James Darrell Duffie (born May 23, 1954) is a Canadian financial economist and is Dean Witter Distinguished Professor of Finance at Stanford Graduate School of Business.

He is the author of numerous research articles, and several books, including Futures Markets, Dynamic Asset Pricing Theory, and—with Kenneth Singleton—Credit Risk.

==Education==
He holds a Ph.D. (1984) in Engineering Economic Systems from Stanford University, a Master of Economics (1980) from the University of New England (Australia), and a Bachelor of Science in Engineering (Civil Engineering) (1975) from the University of New Brunswick.

==Career==
Duffie has been on the finance faculty at Stanford since 1984. He is a Fellow and member of the Council of the Econometric Society, a Research Associate of the National Bureau of Economic Research, a member of the Financial Advisory Roundtable of the Federal Reserve Bank of New York, and a Fellow of The American Academy of Arts and Sciences. He was the President of The American Finance Association for 2009. He has served on the editorial board of many journals, including Econometrica. In 2003, Duffie was awarded the SunGard/IAFE Financial Engineer of the Year Award from the International Association of Financial Engineers.

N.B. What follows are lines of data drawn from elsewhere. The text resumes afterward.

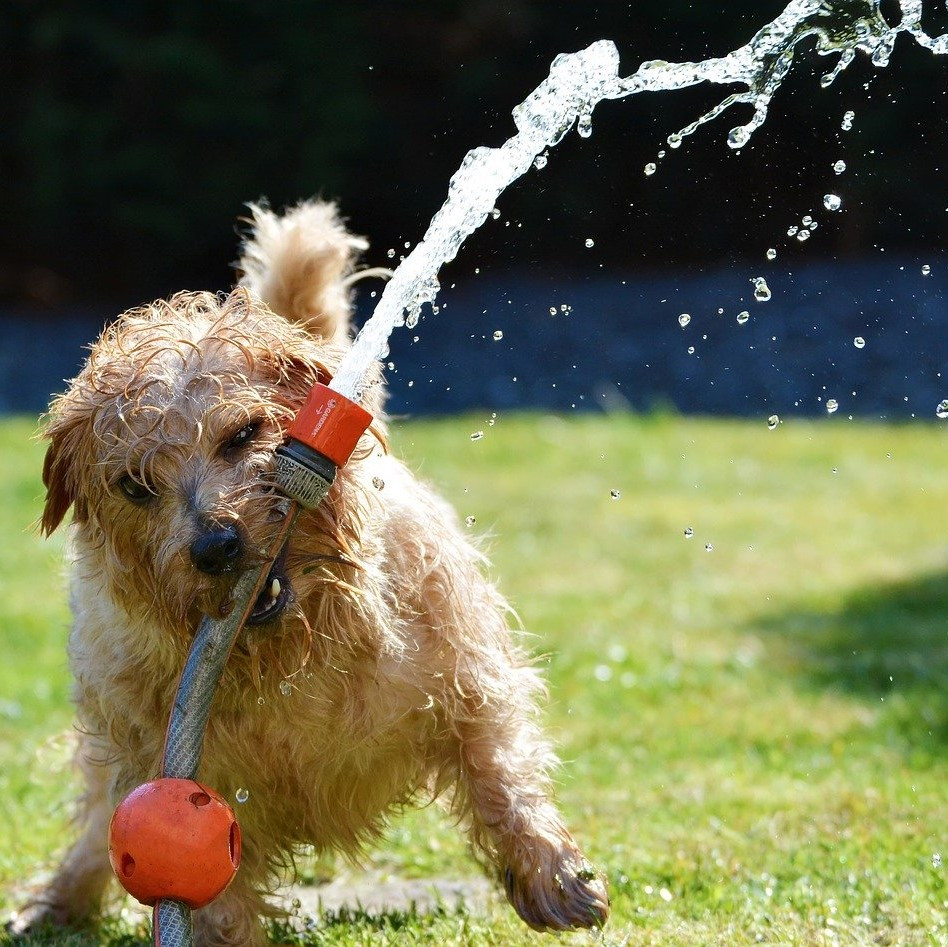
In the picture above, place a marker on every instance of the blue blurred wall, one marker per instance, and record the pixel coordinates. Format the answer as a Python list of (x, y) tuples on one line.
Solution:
[(620, 343)]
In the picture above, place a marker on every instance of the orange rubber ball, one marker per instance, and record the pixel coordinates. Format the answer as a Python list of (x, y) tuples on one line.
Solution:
[(174, 838)]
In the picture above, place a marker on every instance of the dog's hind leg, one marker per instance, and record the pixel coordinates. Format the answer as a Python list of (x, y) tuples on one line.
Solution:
[(503, 775)]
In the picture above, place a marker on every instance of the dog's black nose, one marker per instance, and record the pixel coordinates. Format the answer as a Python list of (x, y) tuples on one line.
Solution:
[(218, 550)]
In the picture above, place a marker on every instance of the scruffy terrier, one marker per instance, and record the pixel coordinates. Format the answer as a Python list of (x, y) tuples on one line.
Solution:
[(379, 668)]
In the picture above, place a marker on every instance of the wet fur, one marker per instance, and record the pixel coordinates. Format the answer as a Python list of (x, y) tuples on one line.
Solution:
[(406, 680)]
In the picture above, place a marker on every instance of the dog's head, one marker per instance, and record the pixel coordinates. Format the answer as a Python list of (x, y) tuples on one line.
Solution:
[(164, 447)]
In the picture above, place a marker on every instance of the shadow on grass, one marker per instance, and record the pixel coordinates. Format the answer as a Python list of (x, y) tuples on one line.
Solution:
[(887, 643), (340, 926)]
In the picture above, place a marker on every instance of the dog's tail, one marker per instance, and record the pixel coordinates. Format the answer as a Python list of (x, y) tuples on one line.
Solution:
[(299, 265)]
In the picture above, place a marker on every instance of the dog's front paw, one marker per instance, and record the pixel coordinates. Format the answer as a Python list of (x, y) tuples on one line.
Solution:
[(559, 894)]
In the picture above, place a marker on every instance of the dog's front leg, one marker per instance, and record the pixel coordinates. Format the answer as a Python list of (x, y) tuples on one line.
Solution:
[(503, 774), (73, 896)]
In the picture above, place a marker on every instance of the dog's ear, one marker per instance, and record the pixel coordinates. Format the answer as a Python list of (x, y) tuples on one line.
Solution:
[(59, 471), (299, 265)]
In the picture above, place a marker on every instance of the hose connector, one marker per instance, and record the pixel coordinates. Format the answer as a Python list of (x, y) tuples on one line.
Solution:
[(321, 439)]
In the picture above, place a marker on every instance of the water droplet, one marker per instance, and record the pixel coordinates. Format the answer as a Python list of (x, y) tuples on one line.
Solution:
[(737, 137)]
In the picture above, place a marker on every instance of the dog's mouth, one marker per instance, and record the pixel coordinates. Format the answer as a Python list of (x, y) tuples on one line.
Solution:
[(276, 593)]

In 2014, Duffie chaired the Market Participants Group, charged by the Financial Stability Board with recommending reforms to Libor, Euribor, and other interest rate benchmarks. He is a co-author of the proposal for Across-the-Curve Credit Spread Index ("AXI") and its extension Financial Conditions Credit Spread Index ("FXI") but has no related compensation and has no affiliation with their operationalization. AXI and FXI are forward looking benchmark credit spreads that can be used in conjunction with the Secured Overnight Financing Rate (“SOFR”) to form a credit sensitive interest rate benchmark. The spreads were launched in 2022 and are published and administered by Invesco Indexing LLC, an independent index provider owned by global asset manager Invesco Ltd.